London’s beloved landmark, Big Ben, is set to fall into silence until 2021. The decommissioning period is set to begin next Monday. Big Ben has known 157 years of uninterrupted time keeping in London. Big Ben will, however, continue to chime for special events such as New Years and Remembrance Sunday.
Parliament’s heritage team began a renovation of Elizabeth Tower, which houses the bell, earlier this year. As part of the project, the tower’s iconic clock will be restored, and each of the dials will be cleaned and repaired, although one working clock face will remain visible at all times. The Ayrton Light, which shines when Parliament is in session, and the tower’s cast-iron roof will also be conserved.
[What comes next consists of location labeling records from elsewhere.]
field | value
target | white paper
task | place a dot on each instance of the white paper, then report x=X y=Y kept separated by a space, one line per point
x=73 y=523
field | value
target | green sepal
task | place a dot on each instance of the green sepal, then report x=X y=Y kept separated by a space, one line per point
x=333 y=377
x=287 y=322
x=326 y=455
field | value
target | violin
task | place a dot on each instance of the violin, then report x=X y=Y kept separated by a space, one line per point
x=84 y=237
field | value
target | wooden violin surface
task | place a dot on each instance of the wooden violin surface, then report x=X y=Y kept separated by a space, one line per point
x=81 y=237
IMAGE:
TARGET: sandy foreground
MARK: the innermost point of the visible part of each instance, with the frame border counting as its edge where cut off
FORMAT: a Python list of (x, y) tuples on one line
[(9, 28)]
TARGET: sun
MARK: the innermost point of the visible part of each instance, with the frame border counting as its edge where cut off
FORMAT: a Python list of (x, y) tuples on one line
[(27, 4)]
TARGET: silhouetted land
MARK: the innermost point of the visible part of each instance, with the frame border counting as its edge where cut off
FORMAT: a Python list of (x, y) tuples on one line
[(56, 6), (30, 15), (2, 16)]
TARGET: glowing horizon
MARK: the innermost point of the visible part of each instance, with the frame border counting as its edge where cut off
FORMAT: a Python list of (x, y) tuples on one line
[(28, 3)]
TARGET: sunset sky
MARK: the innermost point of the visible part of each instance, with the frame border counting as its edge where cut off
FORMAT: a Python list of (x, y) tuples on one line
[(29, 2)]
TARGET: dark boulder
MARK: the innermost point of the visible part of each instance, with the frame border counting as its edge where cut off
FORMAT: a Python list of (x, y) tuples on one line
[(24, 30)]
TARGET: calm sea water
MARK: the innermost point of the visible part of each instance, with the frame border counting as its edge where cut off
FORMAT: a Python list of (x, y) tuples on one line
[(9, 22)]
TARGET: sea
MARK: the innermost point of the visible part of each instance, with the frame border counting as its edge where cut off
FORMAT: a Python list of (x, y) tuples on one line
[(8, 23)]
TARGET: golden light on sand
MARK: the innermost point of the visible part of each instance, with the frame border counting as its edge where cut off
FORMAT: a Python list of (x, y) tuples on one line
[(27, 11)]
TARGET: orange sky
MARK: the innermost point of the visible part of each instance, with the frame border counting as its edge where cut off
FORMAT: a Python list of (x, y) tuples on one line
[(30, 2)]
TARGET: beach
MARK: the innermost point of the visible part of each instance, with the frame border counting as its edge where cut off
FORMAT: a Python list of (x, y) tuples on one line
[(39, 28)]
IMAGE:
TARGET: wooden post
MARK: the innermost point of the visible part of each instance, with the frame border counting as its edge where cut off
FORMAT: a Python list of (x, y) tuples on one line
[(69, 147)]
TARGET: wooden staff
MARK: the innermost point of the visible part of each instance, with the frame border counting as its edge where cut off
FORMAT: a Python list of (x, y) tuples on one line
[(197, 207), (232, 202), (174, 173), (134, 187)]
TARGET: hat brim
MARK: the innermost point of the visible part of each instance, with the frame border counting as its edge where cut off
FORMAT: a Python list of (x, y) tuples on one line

The almost 14 ton bell chimed its first chime on July 11, 1859. It has continued to chime a well-pitched E note every hour since. Other silences from the clock include a period in 2007 and during the 1983-85 restoration.
“Big Ben falling silent is a significant milestone in this crucial conservation project,” Steve Jaggs, Keeper of the Great Clock, said in a statement. “As Keeper of the Great Clock, I have the great honor of ensuring this beautiful piece of Victorian engineering is in top condition on a daily basis. This essential program of works will safeguard the clock on a long-term basis, as well as protecting and preserving its home—the Elizabeth Tower.”
The renovation of the UNESCO World Heritage site will cost about $37 million and is intended to ensure that Big Ben will chime for at least another 157 years.